On Sun, Jan 29, 2012 at 02:49, Mathias Gaunard <mathias.gaunard@ens-lyon.org
wrote:
On 01/28/2012 08:48 PM, Yakov Galka wrote:
The user can just write
cout<< u8"您好世界";
Even better is:
cout<< "您好世界";
which *just works* on most compilers (e.g. GCC: http://ideone.com/lBpMJ) and needs some trickery on others (MSVC: save as UTF-8 without BOM).
No, that's just wrong. That's not the model that C++ uses. By not storing it with the BOM, you're essentially tricking MSVC into believing it is ANSI (windows-1252 on western systems), and thus avoiding source character set to the execution character set, since those happen to be the same.
The way a C++ compiler is supposed to work is that all of your source is in the source character set, regardless of the type of string literal you use. Then the compiler will convert your source character set to the execution character set for narrow string literals, to the wide execution character set for wide string literals, to UTF-8 for u8 literals, etc.
Sorry for not being clear enough. I agree and I've not said otherwise.
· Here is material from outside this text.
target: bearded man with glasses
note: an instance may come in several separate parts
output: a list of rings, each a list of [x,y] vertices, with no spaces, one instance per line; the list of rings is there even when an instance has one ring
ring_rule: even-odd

The second 'cout' line *is* a hack. I admit it won't work if you mix such string literals with wide literals or external identifiers containing Unicode. The intent was to show how it could be done if the effort was focused on making narrow string literals "Unicode compatible". [...] What probably should be done is that compilers should be compelled to
support UTF-8 as the source character set in a unified way.
Yes, it could be nice. It would solve half the problem, which is a huge step forward given the current mood of the committee. However, embedding Unicode string literals in source code is still not something you routinely do. Internationalization usually uses external string tables. I once asked volodya if it were feasible to implement this in the build
system (add a BOM for MSVC), but he didn't seem to think it was worth it.
I don't understand. MSVC already understands BOM, and GCC has already been fixed according to http://gcc.gnu.org/bugzilla/show_bug.cgi?id=33415(didn't test it). On Sun, Jan 29, 2012 at 03:12, Mathias Gaunard <mathias.gaunard@ens-lyon.org
wrote:
I think you should consider the points being made in N3334. While that proposal is in my opinion not good enough, it raises an important issue that is often present with std::string-based or similar designs.
A function that takes a std::string, or a boost::filesystem::path for that matter, necessarily causes the callee to copy the data into a heap-allocated buffer, even if there is no need to.
Use of the range concept would solve that issue, but then that requires making the function a template. A type-erased range would be possible, but that has significant performance overhead. a string_ref or path_ref is maybe the lesser evil.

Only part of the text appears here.